Hindistan, Endonezya ve Türkiye ile birlikte her iki ülkeye de Kırılgan Beşli (Kırılgan Beşli) adı verildi – büyümek için yabancı yatırımlara aşırı bağımlı olmaları onları dış şoklara karşı savunmasız hale getirdi.
Yükselen ham petrol fiyatları doların yükselişini hızlandırdı. Refinitiv/CoreC Goodsity CRB Endeksi, yaklaşık altı yıl ve 10 ayda görülmeyen yüksek seviyelere ulaştı.
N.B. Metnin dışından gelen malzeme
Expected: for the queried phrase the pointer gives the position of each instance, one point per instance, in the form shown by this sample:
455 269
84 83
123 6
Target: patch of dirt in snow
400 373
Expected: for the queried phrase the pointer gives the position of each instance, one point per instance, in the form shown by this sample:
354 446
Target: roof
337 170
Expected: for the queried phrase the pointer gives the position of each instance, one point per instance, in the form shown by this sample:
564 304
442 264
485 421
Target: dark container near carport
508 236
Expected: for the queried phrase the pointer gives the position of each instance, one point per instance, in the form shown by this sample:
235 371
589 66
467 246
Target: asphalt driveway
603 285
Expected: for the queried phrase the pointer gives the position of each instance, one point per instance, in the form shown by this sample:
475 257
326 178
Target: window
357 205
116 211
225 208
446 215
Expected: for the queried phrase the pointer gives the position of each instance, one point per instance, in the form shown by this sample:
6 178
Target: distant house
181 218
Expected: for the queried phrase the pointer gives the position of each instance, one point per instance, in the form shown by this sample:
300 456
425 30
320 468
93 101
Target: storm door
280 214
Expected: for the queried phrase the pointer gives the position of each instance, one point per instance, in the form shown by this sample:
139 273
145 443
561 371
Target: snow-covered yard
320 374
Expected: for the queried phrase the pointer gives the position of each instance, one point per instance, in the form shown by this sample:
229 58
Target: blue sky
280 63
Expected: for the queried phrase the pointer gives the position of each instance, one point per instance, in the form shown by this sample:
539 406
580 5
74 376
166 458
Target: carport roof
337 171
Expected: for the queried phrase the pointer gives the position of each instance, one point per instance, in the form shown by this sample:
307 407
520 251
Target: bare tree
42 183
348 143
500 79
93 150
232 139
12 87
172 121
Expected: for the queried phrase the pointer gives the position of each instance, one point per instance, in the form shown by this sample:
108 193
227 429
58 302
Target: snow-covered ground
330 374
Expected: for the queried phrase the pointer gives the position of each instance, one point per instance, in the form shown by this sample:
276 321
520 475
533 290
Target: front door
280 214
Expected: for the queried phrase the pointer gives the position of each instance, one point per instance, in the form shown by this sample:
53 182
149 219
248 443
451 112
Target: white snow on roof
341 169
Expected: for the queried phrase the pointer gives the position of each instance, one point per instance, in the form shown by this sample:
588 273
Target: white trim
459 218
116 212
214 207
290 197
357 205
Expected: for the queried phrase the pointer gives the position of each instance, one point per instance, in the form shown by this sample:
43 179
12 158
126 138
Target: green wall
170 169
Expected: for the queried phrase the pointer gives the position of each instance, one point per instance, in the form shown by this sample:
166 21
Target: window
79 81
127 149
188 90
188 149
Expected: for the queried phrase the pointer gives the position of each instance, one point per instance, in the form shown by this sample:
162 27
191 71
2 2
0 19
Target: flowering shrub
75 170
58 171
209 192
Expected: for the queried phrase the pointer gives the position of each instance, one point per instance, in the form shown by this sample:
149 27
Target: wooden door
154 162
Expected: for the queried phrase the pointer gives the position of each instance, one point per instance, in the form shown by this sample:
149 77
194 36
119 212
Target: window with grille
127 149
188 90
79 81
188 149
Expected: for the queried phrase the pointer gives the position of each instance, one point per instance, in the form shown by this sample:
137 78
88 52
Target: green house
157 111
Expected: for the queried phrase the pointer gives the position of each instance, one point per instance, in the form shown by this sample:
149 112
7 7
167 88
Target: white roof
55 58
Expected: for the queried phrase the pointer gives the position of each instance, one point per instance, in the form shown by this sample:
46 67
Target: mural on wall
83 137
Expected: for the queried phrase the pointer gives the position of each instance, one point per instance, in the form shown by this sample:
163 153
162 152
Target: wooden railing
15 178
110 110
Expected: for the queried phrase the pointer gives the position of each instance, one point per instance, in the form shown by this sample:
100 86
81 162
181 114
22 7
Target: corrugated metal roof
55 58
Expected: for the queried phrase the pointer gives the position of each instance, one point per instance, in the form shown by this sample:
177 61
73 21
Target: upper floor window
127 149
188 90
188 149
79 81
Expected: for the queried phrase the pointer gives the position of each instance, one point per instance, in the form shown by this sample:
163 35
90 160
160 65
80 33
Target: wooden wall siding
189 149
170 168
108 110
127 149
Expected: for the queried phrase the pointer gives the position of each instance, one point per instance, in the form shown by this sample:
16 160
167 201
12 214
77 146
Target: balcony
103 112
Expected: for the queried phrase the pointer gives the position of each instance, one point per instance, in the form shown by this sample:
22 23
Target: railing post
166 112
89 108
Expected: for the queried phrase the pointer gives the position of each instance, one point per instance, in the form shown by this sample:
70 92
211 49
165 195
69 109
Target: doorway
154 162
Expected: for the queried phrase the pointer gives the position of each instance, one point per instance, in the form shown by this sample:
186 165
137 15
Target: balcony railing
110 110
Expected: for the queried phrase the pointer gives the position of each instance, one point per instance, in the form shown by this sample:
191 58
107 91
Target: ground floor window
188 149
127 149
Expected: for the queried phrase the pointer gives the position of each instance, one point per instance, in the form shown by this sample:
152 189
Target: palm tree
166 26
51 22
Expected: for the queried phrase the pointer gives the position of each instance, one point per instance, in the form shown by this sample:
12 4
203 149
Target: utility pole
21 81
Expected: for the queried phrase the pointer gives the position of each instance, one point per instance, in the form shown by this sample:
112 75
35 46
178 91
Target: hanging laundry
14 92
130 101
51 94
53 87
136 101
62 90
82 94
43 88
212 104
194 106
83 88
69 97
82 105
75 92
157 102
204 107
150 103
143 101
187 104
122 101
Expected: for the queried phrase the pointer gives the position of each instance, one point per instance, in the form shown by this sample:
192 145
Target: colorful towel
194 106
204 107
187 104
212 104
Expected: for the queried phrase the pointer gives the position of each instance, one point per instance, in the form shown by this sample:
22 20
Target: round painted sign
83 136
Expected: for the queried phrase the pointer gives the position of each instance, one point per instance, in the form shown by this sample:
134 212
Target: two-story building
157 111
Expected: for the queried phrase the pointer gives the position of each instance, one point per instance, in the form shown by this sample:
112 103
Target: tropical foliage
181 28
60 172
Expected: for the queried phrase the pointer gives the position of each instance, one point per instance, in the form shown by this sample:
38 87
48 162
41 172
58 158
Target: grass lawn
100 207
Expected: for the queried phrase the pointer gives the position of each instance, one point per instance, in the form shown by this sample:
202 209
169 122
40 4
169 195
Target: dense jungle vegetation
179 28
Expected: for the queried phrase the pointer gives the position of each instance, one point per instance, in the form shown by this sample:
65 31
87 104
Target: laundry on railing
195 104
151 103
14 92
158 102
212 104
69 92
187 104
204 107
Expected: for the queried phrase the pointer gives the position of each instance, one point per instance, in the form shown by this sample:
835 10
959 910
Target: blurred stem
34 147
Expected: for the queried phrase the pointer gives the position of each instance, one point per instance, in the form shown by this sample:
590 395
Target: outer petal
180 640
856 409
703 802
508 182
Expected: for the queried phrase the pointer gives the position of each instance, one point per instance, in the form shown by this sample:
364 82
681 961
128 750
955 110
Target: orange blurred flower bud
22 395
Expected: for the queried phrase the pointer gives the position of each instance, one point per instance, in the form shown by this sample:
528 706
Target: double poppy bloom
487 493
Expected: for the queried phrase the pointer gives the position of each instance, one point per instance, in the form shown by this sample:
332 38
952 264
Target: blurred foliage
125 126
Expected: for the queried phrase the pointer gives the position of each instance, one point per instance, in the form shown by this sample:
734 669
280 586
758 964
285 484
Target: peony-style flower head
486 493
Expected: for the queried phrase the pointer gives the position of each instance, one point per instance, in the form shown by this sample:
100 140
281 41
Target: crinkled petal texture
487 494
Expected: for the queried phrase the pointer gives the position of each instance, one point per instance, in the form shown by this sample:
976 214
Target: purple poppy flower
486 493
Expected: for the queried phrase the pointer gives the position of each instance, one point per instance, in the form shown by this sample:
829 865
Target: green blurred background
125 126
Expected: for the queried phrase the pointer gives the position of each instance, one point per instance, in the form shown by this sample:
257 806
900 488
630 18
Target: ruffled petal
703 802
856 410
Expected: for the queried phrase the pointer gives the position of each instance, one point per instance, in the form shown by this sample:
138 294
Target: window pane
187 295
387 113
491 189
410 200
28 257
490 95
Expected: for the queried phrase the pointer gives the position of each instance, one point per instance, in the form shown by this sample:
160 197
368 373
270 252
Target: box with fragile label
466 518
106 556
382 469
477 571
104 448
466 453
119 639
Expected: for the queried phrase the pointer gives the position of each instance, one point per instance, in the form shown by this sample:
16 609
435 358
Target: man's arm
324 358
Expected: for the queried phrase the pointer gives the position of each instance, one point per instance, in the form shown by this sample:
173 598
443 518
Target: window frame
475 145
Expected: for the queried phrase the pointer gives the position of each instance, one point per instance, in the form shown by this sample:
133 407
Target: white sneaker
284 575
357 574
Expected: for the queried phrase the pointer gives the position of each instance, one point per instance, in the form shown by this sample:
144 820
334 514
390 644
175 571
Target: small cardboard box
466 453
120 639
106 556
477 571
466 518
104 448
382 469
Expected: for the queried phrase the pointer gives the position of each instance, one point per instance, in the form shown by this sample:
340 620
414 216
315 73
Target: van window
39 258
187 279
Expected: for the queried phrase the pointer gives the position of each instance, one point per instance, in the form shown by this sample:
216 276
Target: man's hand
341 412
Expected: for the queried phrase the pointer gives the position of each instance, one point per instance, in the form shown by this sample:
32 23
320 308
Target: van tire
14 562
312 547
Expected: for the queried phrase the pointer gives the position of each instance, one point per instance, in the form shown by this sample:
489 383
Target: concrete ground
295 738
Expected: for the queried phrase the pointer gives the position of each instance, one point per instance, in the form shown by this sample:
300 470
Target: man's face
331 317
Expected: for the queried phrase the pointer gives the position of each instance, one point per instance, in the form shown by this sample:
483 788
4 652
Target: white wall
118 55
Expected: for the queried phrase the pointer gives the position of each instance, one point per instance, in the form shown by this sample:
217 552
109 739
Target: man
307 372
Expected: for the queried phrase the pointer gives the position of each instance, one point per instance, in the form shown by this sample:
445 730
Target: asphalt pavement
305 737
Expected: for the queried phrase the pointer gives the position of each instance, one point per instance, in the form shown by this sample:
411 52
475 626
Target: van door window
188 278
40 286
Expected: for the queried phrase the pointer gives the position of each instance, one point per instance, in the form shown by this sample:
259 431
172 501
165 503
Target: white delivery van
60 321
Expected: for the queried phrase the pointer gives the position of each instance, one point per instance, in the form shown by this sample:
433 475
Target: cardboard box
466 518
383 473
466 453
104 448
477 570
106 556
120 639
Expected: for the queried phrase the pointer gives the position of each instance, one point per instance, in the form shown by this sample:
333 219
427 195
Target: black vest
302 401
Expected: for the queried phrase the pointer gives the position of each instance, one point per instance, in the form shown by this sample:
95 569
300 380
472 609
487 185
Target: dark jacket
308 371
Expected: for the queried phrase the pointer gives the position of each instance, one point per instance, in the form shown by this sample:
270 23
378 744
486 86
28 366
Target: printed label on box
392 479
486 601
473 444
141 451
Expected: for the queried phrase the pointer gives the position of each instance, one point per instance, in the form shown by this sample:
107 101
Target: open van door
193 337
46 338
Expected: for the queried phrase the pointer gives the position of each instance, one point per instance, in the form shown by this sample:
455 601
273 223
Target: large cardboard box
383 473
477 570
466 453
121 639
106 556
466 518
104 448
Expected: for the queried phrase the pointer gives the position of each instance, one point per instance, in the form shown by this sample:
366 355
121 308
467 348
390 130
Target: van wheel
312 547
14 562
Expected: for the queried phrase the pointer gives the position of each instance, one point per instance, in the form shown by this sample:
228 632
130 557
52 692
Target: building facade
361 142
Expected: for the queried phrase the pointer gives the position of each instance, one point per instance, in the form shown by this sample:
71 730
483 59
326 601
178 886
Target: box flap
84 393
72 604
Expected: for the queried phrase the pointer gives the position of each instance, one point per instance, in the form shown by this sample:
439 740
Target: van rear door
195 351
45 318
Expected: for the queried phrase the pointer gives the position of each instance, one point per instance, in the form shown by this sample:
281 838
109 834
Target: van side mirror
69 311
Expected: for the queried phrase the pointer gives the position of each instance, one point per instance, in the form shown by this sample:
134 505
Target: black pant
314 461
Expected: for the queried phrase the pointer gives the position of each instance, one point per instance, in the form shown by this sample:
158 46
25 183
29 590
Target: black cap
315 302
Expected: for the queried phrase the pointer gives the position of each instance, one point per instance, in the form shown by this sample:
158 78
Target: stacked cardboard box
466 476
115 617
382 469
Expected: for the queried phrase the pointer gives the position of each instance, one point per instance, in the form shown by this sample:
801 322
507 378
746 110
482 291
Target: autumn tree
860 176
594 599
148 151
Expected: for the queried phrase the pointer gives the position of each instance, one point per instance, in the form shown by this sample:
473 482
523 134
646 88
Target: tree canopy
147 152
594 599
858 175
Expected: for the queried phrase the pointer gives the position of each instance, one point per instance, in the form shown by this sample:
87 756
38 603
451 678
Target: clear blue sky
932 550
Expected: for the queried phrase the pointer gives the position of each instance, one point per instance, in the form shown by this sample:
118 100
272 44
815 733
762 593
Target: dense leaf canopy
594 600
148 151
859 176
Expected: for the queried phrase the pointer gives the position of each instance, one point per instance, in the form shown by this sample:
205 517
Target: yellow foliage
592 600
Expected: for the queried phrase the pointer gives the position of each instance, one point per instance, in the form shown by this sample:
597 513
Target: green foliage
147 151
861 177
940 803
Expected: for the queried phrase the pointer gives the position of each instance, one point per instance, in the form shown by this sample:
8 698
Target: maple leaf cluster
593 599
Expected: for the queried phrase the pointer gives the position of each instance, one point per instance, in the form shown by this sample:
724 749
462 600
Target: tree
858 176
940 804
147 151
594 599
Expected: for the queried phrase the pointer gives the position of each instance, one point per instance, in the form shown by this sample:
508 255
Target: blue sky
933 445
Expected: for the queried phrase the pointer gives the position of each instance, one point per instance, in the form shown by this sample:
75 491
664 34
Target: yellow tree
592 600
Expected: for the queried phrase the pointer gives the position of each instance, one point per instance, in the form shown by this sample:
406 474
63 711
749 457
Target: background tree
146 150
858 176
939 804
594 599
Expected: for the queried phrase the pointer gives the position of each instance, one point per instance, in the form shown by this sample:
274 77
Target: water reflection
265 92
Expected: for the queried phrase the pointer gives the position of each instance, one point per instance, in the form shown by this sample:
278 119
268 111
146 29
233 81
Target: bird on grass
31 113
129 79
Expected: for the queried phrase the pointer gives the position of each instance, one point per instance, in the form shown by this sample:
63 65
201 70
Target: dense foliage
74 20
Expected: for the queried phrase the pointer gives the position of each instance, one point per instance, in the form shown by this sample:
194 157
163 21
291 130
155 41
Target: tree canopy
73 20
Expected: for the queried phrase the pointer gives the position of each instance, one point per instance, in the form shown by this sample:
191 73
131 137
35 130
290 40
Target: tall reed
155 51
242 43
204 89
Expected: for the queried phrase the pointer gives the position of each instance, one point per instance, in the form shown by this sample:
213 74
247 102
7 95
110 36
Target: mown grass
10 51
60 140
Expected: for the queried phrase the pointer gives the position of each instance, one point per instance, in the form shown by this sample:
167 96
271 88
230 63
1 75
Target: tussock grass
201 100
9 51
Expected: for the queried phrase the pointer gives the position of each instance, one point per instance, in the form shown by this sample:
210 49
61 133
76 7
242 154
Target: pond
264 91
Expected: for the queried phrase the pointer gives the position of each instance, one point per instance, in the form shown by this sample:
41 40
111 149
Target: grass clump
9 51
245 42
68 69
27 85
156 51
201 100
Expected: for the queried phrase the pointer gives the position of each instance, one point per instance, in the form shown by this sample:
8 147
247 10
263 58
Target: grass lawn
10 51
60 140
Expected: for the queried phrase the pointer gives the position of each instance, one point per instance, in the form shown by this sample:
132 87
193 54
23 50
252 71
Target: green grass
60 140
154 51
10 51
Merkez bankaları için bu koşullar bir ikilem oluşturmaktadır. Kore Bankası Ağustos ayında politika faizini yükseltti, ancak bu, won’un değer kaybetmesini engelleyemedi. Banka, zayıf kazanılana katlanmanın ithalat fiyatlarını artıracağından ve ekonomik koşulları kötüleştireceğinden korkuyor.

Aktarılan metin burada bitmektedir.